Simon van der Meer

Nobel Prize winner who saw value in idleness

After the Second World War, Simon van der Meer began his studies in Applied Physics at Delft University of Technology. In 1952, he obtained his degree and then worked for four years at the NatLab laboratory of Philips. However, a new challenge awaited him in Switzerland.

He joined the European CERN institute, at that time still in its infancy, to contribute to the research of elementary particles. He found his feet there and built particle accelerators and storage rings, among other things. In the 1970s, Van der Meer devised a way to counteract the dispersion of particle beams. His method of stochastic cooling made it easier to control particles in an accelerator. The technique was used by Carlo Rubbia to discover the subatomic particles W-boson and Z-boson. For this discovery, Van der Meer and Rubbia received the Nobel Prize for Physics in 1984.

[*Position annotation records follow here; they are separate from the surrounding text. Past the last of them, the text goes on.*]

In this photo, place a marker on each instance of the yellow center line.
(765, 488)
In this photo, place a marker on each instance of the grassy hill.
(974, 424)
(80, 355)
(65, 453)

It was just one of the many techniques he developed that played an important role in particle physics. He was also one of the initiators of the Large Electron-Positron Collider (LEP), which CERN put into operation in 1989. Van der Meer says that he got the best ideas when he was doing nothing in particular. He stressed that it was precisely the fuzzy, strange ideas that were worth working out.

Van der Meer worked at CERN until his retirement in 1990. The influential physicist died in Geneva in 2011.

Ir. Simon van der Meer is receiving this award for his numerous contributions to particle physics and the discovery of the W-Boson and Z-Boson, for which he won the Nobel Prize.